Fenomena ini juga menerpa industri distribusi di Indonesia. Hampir semua
usaha di industri ini menerapkan berbagai otomatisasi dalam proses-proses yang
utama maupun proses pendukung. Aplikasi
Enterprise Resource Planning (ERP) merupakan solusi favorit yang banyak
diimplemetasikan, naum harus diakui bahwa tingfkat keberhasilan proyek ERP pada umumnya kurang menggembirakan.

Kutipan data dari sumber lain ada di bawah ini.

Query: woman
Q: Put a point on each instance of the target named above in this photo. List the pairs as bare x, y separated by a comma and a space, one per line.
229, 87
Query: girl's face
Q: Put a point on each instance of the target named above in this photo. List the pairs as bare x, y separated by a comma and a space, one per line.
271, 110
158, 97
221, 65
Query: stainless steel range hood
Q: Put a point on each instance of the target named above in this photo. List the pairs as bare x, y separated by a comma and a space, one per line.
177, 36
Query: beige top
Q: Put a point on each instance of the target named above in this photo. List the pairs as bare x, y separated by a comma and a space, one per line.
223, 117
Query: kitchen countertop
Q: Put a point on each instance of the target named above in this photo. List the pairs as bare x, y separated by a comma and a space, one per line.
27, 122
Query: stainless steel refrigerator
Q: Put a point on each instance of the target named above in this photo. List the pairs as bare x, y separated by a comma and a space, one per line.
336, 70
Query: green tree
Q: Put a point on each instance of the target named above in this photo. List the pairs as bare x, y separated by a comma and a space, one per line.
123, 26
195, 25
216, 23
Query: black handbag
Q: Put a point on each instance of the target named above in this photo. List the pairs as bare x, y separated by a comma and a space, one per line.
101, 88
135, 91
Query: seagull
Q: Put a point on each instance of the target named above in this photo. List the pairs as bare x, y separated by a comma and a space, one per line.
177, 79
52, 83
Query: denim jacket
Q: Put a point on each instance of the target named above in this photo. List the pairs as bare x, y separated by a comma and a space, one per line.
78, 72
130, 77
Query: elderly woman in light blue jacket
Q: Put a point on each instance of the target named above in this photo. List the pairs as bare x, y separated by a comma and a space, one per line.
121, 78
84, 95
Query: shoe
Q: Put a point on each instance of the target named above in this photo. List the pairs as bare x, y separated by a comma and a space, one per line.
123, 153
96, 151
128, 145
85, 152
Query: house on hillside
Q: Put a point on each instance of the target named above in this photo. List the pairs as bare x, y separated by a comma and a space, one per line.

Perusahaan Victoria yang berkantor pusat di Jakarta memutuskan untuk memilih
solusi ERP dari perusahaan Victoria yang dikenal sebagai salah satu dari 3
pilihan utama kategori ERP. Dipimpin
oleh Direktor Operasional yang diabntu manajer IT yang cukup kompoten .
Dalam tahap selanjutnya pihak TI memperoleh beberapa staf yang dipinjamkan
oleh beberapa bagian yang terlibatdalam implementasi ERP ini. Setelah proyek
berjalan kurang lebih 18 bulan terjadi beberapa perkembangan yang membuat
kelangsungan proyek ini menjadi tanda Tanya. Rencana anggran yang awalnya
direncanakan sekitar 5-6 juta dollar ternyata sudah terlampaui, namun proyek
tidak kunjung usai. Beberapa bagian operasional lain mulai mempertanyakan
keuntungan/ benefit seperti yang dijanjikan diawal proyek. Pemilik perusahaan
serta direksi lain mulai meragukan kemampuan solusi yang sedang
di-implementasikan bahkan ada yang mengusulkan agar dilakukan “cut loss” untuk
mencegah “kerugian” lebih jauh.
Dari kasus tersebut terungkap bahwa penentuan tujuan, scope, serta
deliverables tidak terdokumentasi dengan baik pada awal proyek. Berbagai pihak
saling berasumsi bahwa pihak lain mengerti apa yang mereka ingingkan tanpa ada
proses “alignment” yang terpadu. Lebih jauh lagi hampir semua bagian operasional
(non TI) merasakan bahwa proyek ini adalah bagian IT, jadi apabila proyek ini
tidak berhasil, pihak IT lah yang menjadi masalah.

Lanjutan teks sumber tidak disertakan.